The Premodern Condition: Medievalism and the Making of Theory
University of Chicago Press, 2005
272 pp., $34.00
Erin Felicia Labbie
Univ Of Minnesota Press, 2006
288 pp., $26.00
Erin Felicia Labbie apparently learned to write from Lacan, whose Delphic style was legendary. In Lacan's Medievalism she locates the magus' work in the context of the "quarrel of the universals" initiated by Boethius. Surprisingly, Labbie's Lacan comes out a realist. Lacan's obsession with mathematical formulae and his strange fascination with knots reflect the influence of medieval numerology and the pentangle on the knight's shield in Sir Gawain and the Green Knight. Lacan is an inverted Thomist. His theory of desire rests on an absent cause—that inaccessible Lady of all desire—just as Thomas' theology rests on an absent-present God. The only small tweak is that Lacan puts the unconscious in the place where Thomas puts God.
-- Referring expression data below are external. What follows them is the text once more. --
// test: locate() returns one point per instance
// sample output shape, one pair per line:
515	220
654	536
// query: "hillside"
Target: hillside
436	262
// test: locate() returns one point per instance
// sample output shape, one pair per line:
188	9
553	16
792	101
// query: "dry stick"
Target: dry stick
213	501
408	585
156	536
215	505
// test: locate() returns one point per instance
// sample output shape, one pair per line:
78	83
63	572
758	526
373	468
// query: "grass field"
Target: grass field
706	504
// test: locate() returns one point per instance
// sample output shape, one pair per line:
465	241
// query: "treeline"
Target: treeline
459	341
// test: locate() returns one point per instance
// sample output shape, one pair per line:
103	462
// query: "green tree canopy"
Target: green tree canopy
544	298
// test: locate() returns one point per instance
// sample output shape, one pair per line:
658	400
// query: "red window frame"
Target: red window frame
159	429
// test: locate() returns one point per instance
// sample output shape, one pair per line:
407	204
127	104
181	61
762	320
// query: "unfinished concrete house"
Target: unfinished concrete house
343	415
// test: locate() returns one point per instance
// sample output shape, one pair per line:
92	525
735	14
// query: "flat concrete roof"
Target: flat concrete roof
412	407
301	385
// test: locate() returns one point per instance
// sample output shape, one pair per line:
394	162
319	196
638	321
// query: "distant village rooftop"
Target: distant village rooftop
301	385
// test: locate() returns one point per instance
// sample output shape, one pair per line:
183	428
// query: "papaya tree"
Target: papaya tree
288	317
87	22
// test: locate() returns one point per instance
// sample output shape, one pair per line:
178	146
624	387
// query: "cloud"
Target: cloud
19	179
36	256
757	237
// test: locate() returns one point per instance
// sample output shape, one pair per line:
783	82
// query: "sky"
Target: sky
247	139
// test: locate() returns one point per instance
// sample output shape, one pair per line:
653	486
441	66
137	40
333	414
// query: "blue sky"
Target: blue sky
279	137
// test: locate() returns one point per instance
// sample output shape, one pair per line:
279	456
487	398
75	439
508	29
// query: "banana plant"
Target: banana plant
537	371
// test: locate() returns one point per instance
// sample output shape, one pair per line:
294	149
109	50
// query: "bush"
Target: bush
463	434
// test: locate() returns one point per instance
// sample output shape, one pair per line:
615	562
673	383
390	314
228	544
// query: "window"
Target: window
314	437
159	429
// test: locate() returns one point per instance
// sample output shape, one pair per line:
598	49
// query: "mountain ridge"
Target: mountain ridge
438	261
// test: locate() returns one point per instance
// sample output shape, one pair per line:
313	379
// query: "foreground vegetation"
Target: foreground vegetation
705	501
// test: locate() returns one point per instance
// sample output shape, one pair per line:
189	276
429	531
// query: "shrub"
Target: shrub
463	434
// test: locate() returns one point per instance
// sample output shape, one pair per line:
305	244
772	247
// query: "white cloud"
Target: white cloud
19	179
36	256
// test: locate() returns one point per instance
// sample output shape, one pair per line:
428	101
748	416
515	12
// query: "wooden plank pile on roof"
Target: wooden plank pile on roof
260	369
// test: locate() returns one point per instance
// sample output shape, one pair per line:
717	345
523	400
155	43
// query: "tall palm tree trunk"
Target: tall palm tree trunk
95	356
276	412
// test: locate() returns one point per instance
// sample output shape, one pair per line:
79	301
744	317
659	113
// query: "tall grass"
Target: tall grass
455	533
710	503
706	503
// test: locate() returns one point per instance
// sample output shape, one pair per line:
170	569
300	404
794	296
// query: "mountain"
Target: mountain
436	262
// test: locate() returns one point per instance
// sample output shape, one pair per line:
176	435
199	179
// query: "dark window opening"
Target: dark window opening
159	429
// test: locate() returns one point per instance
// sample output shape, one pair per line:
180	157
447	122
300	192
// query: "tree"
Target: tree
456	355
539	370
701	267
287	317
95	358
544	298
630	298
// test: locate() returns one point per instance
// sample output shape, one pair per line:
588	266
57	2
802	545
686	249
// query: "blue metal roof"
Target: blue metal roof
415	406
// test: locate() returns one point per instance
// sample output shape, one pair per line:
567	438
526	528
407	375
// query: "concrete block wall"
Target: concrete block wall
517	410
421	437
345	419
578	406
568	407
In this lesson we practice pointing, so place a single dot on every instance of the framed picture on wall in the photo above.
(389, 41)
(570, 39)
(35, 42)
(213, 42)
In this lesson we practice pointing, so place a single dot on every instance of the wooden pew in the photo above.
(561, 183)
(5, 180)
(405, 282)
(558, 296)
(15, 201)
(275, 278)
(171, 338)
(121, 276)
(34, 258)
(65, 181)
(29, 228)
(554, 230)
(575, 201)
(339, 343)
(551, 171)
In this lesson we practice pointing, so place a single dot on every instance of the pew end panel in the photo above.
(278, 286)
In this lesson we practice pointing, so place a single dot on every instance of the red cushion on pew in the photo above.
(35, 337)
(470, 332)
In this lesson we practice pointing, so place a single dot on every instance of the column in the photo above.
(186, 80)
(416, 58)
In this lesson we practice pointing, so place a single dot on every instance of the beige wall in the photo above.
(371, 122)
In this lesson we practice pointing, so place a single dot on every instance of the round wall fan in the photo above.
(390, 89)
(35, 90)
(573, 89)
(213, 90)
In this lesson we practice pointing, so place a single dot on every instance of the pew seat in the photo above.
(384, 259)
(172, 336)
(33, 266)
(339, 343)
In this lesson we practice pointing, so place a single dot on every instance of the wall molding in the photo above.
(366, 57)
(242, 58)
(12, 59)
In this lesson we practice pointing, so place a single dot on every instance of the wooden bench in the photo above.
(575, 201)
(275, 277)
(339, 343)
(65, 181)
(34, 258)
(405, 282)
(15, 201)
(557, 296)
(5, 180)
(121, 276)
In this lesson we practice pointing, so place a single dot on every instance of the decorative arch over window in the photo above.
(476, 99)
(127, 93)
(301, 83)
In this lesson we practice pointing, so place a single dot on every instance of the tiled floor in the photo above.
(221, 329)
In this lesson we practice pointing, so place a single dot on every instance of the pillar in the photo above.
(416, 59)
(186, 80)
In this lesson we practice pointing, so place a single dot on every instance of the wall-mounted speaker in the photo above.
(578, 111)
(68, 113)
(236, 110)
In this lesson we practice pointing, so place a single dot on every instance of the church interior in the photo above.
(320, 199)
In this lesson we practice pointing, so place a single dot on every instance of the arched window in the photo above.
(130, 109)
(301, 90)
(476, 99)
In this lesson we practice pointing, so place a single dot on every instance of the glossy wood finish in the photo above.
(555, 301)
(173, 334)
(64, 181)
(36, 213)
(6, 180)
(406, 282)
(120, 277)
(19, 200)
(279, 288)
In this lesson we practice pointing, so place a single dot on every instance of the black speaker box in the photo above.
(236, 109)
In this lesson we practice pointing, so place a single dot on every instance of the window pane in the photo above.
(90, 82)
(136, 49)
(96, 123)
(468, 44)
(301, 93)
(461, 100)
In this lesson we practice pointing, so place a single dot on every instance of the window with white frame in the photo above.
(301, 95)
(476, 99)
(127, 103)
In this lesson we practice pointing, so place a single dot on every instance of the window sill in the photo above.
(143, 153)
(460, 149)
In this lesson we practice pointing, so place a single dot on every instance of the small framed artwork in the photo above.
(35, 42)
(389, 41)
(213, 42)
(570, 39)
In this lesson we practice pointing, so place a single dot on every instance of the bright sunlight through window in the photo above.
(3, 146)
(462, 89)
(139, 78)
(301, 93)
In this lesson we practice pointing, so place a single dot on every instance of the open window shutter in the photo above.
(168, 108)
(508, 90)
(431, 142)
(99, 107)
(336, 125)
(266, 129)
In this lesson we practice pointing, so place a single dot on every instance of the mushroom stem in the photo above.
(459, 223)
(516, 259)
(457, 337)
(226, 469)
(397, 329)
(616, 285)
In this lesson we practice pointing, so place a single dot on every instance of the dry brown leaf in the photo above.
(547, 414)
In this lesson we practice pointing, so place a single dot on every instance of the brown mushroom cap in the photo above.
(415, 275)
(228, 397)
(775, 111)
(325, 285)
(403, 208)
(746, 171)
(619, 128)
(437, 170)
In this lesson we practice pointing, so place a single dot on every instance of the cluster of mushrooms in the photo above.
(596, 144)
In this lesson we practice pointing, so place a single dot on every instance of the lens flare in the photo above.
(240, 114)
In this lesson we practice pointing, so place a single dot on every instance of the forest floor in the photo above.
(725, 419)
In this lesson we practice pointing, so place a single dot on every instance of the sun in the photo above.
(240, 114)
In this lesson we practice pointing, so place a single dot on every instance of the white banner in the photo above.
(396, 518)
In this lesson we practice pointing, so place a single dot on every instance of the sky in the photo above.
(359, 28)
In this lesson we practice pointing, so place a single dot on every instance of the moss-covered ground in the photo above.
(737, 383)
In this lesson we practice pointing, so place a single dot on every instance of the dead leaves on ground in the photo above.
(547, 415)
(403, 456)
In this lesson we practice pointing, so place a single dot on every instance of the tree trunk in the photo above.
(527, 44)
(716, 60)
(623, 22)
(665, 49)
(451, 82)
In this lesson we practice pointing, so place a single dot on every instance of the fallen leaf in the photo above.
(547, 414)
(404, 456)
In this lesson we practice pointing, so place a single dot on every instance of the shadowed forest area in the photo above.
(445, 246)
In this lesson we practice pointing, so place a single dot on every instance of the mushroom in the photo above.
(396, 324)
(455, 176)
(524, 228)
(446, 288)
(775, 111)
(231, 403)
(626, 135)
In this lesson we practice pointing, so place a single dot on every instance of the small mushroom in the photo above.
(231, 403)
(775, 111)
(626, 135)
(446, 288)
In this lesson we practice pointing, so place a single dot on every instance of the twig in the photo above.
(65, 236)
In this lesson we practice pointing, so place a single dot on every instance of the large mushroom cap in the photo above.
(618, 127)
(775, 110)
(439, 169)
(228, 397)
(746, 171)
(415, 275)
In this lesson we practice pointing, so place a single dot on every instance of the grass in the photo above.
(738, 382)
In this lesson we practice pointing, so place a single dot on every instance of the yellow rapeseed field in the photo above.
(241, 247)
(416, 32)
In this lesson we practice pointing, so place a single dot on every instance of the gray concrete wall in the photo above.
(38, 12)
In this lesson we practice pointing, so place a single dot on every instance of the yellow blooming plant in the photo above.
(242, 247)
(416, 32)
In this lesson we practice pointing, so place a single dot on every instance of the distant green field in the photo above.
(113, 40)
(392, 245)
When Pierre Bourdieu translated Erwin Panofsky's Gothic Architecture and Scholasticism into French in 1967, he included a lengthy "Postface," which Holsinger translates in an appendix. There Bourdieu stresses the importance of Panofsky's concept of habitus for cultural analysis. Instead of merely noting surface similarities between Gothic architecture and scholastic theology, Panofsky penetrated to the habitus of high medieval culture, the "meaning-generating core of cultural production" expressed in both cultural forms. For medieval theologians of the 12th and 13th centuries, habitus was a disposition toward particular moral or religious ends. Justification, medieval theologians said, took place through the gracious infusion of a habitus, an inclination toward good works. Translating habitus into sociology, Bourdieu discovers a way to express the link between individual creativity and cultural context. Our actions are unconsciously guided by our inherited cultural habitus, but we put these schemes into action in uniquely creative ways. Habitus avoids both a naïve individualism that ignores cultural conditioning and a stifling structuralism that reduces the individual to nothing but the "bearer—Trager—of the structure."
Derrida's medievalism is more covert. In Of Grammatology, Derrida's main target is Rousseau's Essay on the Origin of Language, which traces the decline of language from natural melodious song to artificial harmonious speech. Derrida discerns a tension in Rousseau's argument. Rousseau wants to tell a story of a fall from a linguistic Eden, but in the story he actually tells, the sources of decline are there from the beginning. In thus "deconstructing" Rousseau, Derrida challenges the claim that the Middle Ages was an age of linguistic decadence. Rather, Derrida suggests, the medieval liturgy approached Rousseau's ideal language, the "inarticulate" breath of speech, speech that acknowledges it can never fully express what it experiences. More broadly, for Holsinger Of Grammatology is a critique of the ideological assumptions underlying Rousseau's implicit periodization of history, which casts the Middle Ages as the murky dusk before the dawn of Reason.
Roland Barthes spent his career fuzzying up the boundaries separating text and commentary, writer and reader, poet and critic. Barthes also believed that texts are multiple, not single. Faddish as they are, these habits of reading have precendents in medieval biblical interpretation. In a little-known essay on Ignatius Loyola, Barthes draws directly on the medieval notion of a "fourfold sense" of Scripture and reads Loyola's Spiritual Exercises as four texts in one. Alongside the literal text are semantic, allegorical, and anagogical texts. Barthes' manically close reading of Honoré de Balzac's Sarrasine, published as S/Z, employs five literary "codes" that, Holsinger claims, are transformations of the same medieval fourfold method. Though rarely mentioned in discussions of Barthes, the French Catholic Henri de Lubac looms large in the background. De Lubac begins his history of medieval exegesis by citing Nicolas of Lyra's prologue to the Glossa ordinaria, and says his own treatise is "merely a commentary" on Nicholas. In other words, de Lubac writes a "commentary on a commentary on a commentary on a commentary." This appealed to Barthes, who once said in an interview that he could imagine "writing infinitely on past texts." Both Barthes and de Lubac, in Holsinger's words, regard "the multiplicity of the text as the boundless object of hermeneutical delectation."